CD Ladder – What You Should Know


Looking for a low-risk investment strategy? Have you heard of a CD Ladder yet? If not, then allow to me share this little nugget of knowledge with you.

CD Ladder

You may already know that saving money is important these days. You may also know that investing your money is probably wise. However, you may be wary of the risk or feel that you don’t have enough money to start or that you may simply not know enough about investing to really dive-in. If any of these concerns describe you, then a CD Ladder might be right for you.

A CD Ladder is an investment strategy that decreases the risk of investments while maximizing interest opportunities each year. In this strategy, you are dividing up your initial investment into equal amounts and putting it all into CDs; each with a different maturity date.

So for example, let’s say that you have been putting your money into a Money Market account for a while now, and you have accumulated enough extra funds to start getting serious about investing. Let’s also say that the funds you have available are at about $5,000. Here’s an example of what you could do.

NOTE: The following is just one example of many strategies that could be employed. Interest rates vary between institutions and flux all of the time. The following is strictly for demonstration purposes.

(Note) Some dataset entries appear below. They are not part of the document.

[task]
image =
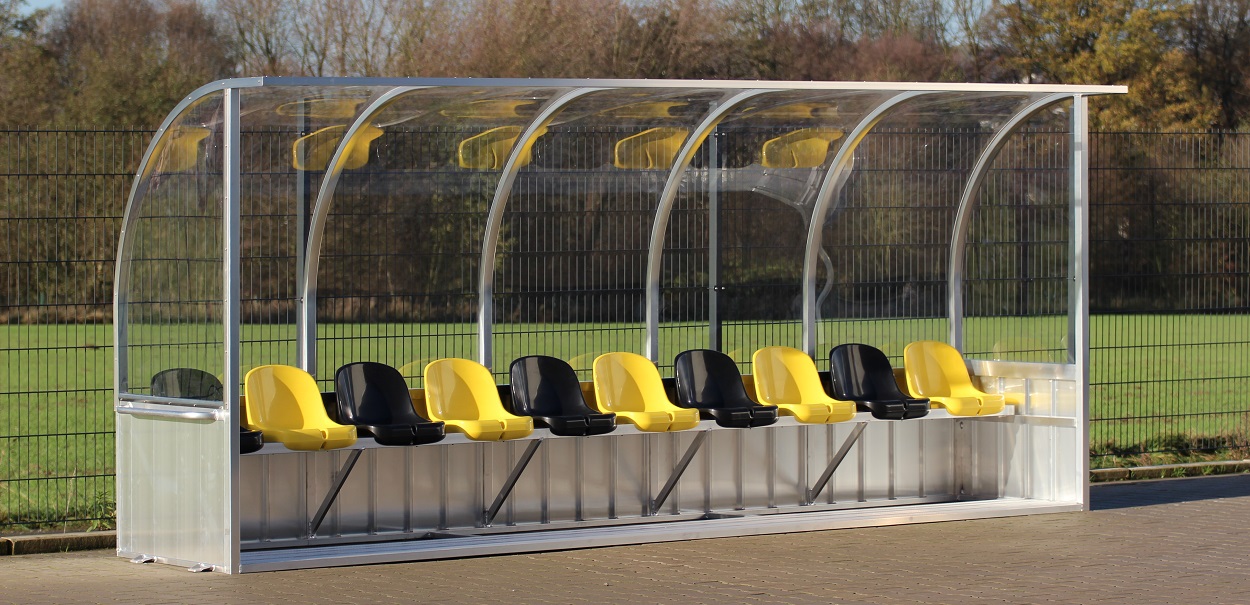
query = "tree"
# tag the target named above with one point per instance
(28, 89)
(1218, 44)
(126, 63)
(1105, 41)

To set up a CD Ladder, you would take your $5,000 and split it up equally into five different CDs with different maturity dates (as shown below). The idea is to stagger them so that each year, you will have one of your CDs mature. Allow me to demonstrate.

  • CD #1 – $1000.00 in a 12-month CD at 1.25%
  • CD #2 – $1000.00 in a 24-month CD at 1.45%
  • CD #3 – $1000.00 in a 36-month CD at 1.60%
  • CD #4 – $1000.00 in a 48-month CD at 1.76%
  • CD #5 – $1000.00 in a 60-month CD at 2.20%

So after one year, CD #1 will mature. At that time, you will want to re-invest ALL of those funds into a new 60-month CD. Meanwhile, the other four CD’s will continue to grow. There is nothing more to do until the following year.

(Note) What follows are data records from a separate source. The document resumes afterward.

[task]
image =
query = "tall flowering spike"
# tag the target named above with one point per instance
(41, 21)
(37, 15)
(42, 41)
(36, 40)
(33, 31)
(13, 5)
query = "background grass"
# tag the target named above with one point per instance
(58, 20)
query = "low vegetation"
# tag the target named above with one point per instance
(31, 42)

When your second year rolls around, CD #2 will mature. Just like before, you will want to renew ALL of the funds from CD #2 into a new 60-month CD. And just like before, the remaining four CDs will continue to grow. There is nothing more to do until the following year.

This process will go on each year, and each year you will re-invest ALL of your funds into a new 60-month CD. When you get to your fifth year, you will once again renew ALL of your funds from your 60-month CD into another 60-month CD. Now, all five of the CDs you own are 60-month CDs; earning the maximum interest offered during the time of renewal and with one of your CDs maturing each consecutive year.

Some would call this part of the process “Auto-Pilot”. This is because your CDs will now renew automatically into new 60-month CDs at whatever the future rate might be. This could be higher or it could be lower. Regardless, it will more than likely be a higher rate of return than your savings or money market.

And because your funds are staggered, not only will you be able to take advantage of the higher rates when you renew, but this strategy will also protect more of your funds longer if rates dive temporarily. A couple more benefits include the fact that the entirety of your funds are not locked away as better rates emerge and you will never be more than a year out from having access to a portion of the funds.

Again, you need to keep in mind that rates may be different when you are ready to build your ladder. Rates are also subject to change with each renewal. Of course, you can always choose not to renew. On the other hand, you could also add money to a CD before renewing it. The thing to remember is that if you keep that money working, it continues to compound and grow over time. If interest rates rise, your ladder will slowly rise with them.

To give you a rough idea of how well this work, consider the example provided in this article. Keeping it simple and pretending that rates would somehow remain the same, if I followed the ladder exactly as planned, the estimated value after 60 months would be about $5,539.35. This is miles better than what a basic savings or a single 12-month CD would provide.

Now, there will come a time when you have been working a few different financial strategies. For instance, you may have a Money Market built up alongside your CD Ladder. When your funds begin to accumulate and you have a decent amount built up, that might be a great time to have a serious discussion and financial analysis with your institution’s Retirement and Investment Services Representative. They may be able to grow your money even more.